A new commit protocol and transaction programming model for efficiently achieving strong consistency in databases across data centers.
Consistency across data centers
With the emergence of cloud services, distributed databases have benefited from many of the advantages of deploying on a clusters of machines. However, entire data centers of machines can fail. Here are just a few recent data center failures, and one even losing customer data. The simplest technique to make databases resilient to data center failures is to replicate the data to multiple, ideally geographically diverse, data centers. However, the only way to make sure the data is durable in the face of failures is to synchronously replicate the data. This means when storing and committing data, the data must be stored in multiple data centers before being considered durable. However, network communication between geographically diverse data centers is very slow and unpredictable. Developing predictable applications with this network variability is difficult, and committing data across data centers is slow. As a result, typical systems either give up on transactions and consistency, or use asynchronous replication.

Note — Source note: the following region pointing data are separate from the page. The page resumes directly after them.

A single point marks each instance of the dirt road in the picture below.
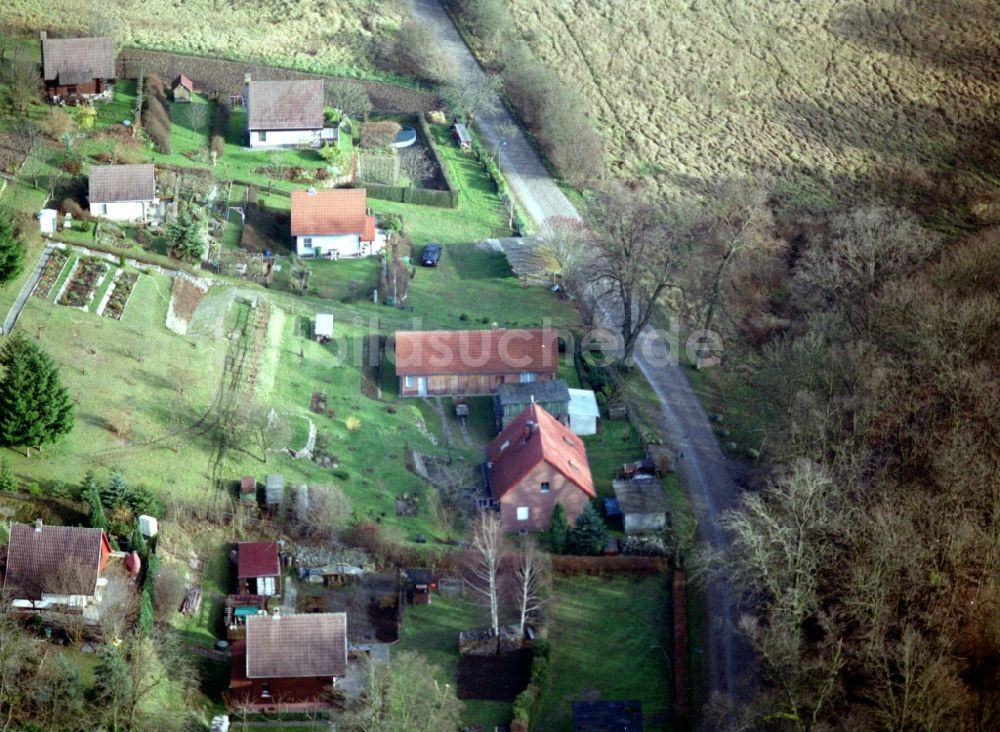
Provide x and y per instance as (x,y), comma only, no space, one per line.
(702,467)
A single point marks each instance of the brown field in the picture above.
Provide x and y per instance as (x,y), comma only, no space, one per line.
(823,90)
(321,36)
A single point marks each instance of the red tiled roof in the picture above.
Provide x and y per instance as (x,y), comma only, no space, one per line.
(183,81)
(497,351)
(527,445)
(341,211)
(296,645)
(257,559)
(63,560)
(285,105)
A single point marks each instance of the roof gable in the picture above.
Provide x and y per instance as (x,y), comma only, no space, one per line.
(117,183)
(535,436)
(296,646)
(285,105)
(75,60)
(496,351)
(60,560)
(331,212)
(257,559)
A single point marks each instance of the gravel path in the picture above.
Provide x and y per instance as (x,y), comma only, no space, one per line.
(26,290)
(701,465)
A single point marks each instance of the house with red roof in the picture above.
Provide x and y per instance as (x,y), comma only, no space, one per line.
(473,362)
(55,567)
(288,663)
(533,464)
(258,568)
(332,224)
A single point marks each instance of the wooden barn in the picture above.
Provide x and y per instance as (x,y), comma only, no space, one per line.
(473,362)
(512,399)
(76,68)
(288,663)
(182,89)
(258,568)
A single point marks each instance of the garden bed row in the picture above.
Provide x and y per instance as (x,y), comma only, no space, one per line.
(83,283)
(119,295)
(50,275)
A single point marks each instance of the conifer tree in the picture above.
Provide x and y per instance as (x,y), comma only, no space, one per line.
(35,407)
(588,535)
(558,530)
(11,250)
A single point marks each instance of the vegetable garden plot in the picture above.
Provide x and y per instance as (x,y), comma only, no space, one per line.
(120,294)
(85,281)
(50,275)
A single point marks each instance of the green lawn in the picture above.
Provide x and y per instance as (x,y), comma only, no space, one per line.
(432,630)
(608,641)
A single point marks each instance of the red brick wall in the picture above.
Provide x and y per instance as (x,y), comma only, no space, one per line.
(528,493)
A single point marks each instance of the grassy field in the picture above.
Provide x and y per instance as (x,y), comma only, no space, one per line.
(821,93)
(309,35)
(608,642)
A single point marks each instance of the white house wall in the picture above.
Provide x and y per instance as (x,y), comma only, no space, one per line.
(345,245)
(283,138)
(121,211)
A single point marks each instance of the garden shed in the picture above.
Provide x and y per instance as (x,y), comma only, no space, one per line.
(274,490)
(512,399)
(642,502)
(323,328)
(583,412)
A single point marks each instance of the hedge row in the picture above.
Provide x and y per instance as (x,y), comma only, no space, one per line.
(525,701)
(418,196)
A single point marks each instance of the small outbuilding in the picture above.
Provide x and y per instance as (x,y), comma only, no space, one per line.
(182,89)
(323,328)
(274,491)
(643,504)
(583,412)
(512,399)
(258,568)
(463,136)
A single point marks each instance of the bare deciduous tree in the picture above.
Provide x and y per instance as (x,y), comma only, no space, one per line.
(487,553)
(638,249)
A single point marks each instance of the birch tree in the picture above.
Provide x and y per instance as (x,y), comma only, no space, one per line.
(487,551)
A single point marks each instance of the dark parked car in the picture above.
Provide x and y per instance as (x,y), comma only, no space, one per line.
(431,255)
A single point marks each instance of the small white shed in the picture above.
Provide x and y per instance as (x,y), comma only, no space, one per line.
(48,221)
(148,526)
(323,329)
(583,412)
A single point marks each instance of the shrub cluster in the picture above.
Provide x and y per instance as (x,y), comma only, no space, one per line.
(525,701)
(155,119)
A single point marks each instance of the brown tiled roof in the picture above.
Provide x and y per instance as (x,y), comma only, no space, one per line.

MDCC (Multi-Data Center Consistency) is a new database solution which provides full transactions with strong consistency, and synchronous replication for fault-tolerant durability. MDCC includes two main components:
For those interested in more details of the MDCC commit protocol, you can read our MDCC paper or our MDCC presentation from Eurosys 2013.
Minimizing message round trips
The MDCC commit protocol is based on the family of Paxos algorithms. The Paxos algorithm works to get a set of participants to reach consensus on, or choose a value. Paxos guarantees that only a single value will ever be chosen by the set of participants, regardless of the number of proposers proposing new values.Classic and Multi-Paxos, Fast Paxos, and Generalized Paxos are different variations and optimizations of the Paxos consensus algorithm. The MDCC commit protocol utilizes all of these variations of Paxos for different situations. At the core, MDCC uses Paxos to get replica storage nodes to agree upon updates to records. By taking advantage of all these optimizations, the MDCC commit protocol can commit transactions with only one round trip time for many situations.
Here, we focus on a few key aspects of the commit protocol: Paxos, MDCC transactions with options, and efficient commutative updates with integrity constraints. More details can be found in our MDCC paper.
The MDCC commit protocol achieves transactional updates by getting storage nodes to agree on update options, similar to the escrow method. An option of an update is basically a promise that the update can complete at some point in the future, but it has not yet been applied. When all the options of the updates to all the records in a transaction have been agreed upon by the storage nodes with Paxos (any previously mentioned variation of Paxos), the transaction is committed, since Paxos guarantees that the update options cannot be lost or forgotten. Therefore the transaction is durable. A final asynchronous commit message is sent to execute the update and make it visible. MDCC primarily uses fast rounds of Generalized Paxos, so most transaction commits only take 1 round-trip.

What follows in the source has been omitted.